The girl in my head, the girl I probably ought to be, wouldn’t bring anything Apple onboard. She’s bring weathered books on Alaskan history and leather bound journals to fill in. She’s untether herself from the seduction of Steve Jobs and his many glowing, soothing screens.

Screw that girl. Forget it. This boat world is full of dirt and salt and engineer’s oil. The deck hands and guides walk around with sunburns and bleeding hands. Something about my little silver Ipod seems like a secret, a rebellion, a connection to my regular life on land that I refuse to give up. 

Does that make any sense?

The other thought that cheers me up is medicine.

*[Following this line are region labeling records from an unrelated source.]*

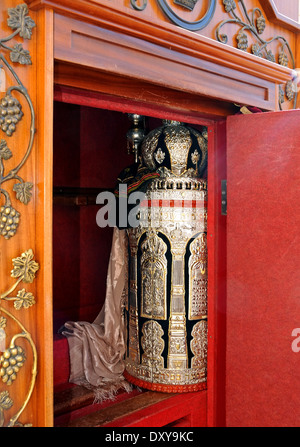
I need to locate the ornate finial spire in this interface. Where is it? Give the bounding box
[174,0,198,11]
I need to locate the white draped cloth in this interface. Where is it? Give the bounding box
[62,228,131,401]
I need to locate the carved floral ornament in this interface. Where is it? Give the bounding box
[130,0,297,108]
[0,249,39,427]
[216,0,297,108]
[130,0,217,31]
[0,4,35,239]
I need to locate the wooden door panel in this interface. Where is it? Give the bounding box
[226,110,300,426]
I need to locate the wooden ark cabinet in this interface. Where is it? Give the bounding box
[0,0,300,427]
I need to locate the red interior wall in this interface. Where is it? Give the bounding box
[53,102,133,332]
[226,110,300,427]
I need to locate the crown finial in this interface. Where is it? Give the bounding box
[174,0,198,11]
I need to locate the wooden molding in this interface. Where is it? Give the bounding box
[26,0,291,83]
[261,0,300,33]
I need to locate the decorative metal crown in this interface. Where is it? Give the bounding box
[174,0,198,11]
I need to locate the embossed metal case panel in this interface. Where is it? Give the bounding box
[125,122,207,392]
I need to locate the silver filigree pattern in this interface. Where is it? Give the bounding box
[141,231,167,319]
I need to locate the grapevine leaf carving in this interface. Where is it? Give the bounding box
[7,4,35,39]
[13,182,33,205]
[10,43,32,65]
[0,139,12,160]
[216,0,297,109]
[11,249,39,283]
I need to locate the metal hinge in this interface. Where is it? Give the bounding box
[221,180,227,216]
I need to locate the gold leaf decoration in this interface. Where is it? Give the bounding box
[14,289,35,310]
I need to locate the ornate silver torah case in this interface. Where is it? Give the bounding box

But I’ll get into that in another post. Sometimes thinking about being an EMT onboard a ship cheers me up to much I think that maybe I just want the medicine and not the ship.
But then….

Then the day is over, finally over, it’s eight in the evening and I walk past the Bosun on my way downstairs to my room. He’s  sucking on an electronic cigarette and he gives me a nod and says, “You did a good job today.” He keeps walking. Encouragement is hard to come by around here. So when you hear it, you believe it. It starts to tilt your world back into place the smallest bit. 
A moment alone is nearly impossible to find so when you do stumble upon it, it’s like this perfect capsule of pure relief breaking over you.

Day number one. Thirteen hours pass between when you wake up and when you stop working. You stand under a cold shower for a minute. And then you climb into your bunk, which tips back and forth a little bit, and wait for tomorrow to get here.
Writing in a rare place of refuge...the emergency gear room.



In the Ship Yard

Day by day, things are getting better on the boat.  I'm getting to do more interesting tasks, basic but gratifying, mostly outside. I've been working alongside our Bosun, a boy with a face so sunburned it makes his blue eyes and the whites around them blaze. Everyone just calls him Bosun, or Bous. He can do everything. Whatever needs to be done will be done if he's around. Whenever I work with him I pretend I'm his apprentice. I trail him like a baby duck, doing exactly what he says, needing extremely clear direction for even the simplest things. I try and be helpful and initiate, but the one time I hammered something without checking first, and I hammered with gusto and confidence- look at me, problem-solving! She doesn't need direction, she's a natural!- It turns out I should have been screwing it, not pounding it, and the resulting bent piece needed about two hours of fixing.

As of yet, it has not been traced back to me. 
We built an extendable dock to put off of the fan taie. It took two full eleven hour days. He showed me really quickly how to tie a Bowlan and I got it right the first time. I actually tied a big thing onto another big thing. When he kneeled down to re-tie it, assuming I'd done it wrong, he was totally surprised. "Holy shee-it!" He said. "It's a Bowlan! First time I've ever seen anyone get that right the first time." Then he stepped onto the dock and lit a cigarette. 
I was holding a nut in place while he tightened down the screw on the railings of our new dock. It was mid day, sweltering hot. We'd been working since 7:30 in the morning. "What are you smiling like that for?" He asked.
I looked down at the wrench in my hand. "Because. This is the first time I've ever used tools."

The day I got back from my grandmother's funeral, after three days away, one of the other guides quit. Out of nowhere. Said he didn't want to do the long days anymore, he was ready to retire. Now there are just three of us. The strange thing was, he had been happy and hardworking and enthusiastic those first few weeks, when I was struggling, and half awake, and telling my boss I couldn't do it, I thought I had to quit. But it was the other guy who left. He's in Hawaii now. And it looks like I'm staying on, for a whole summer of bowlans and tools and other things I couldn't do before.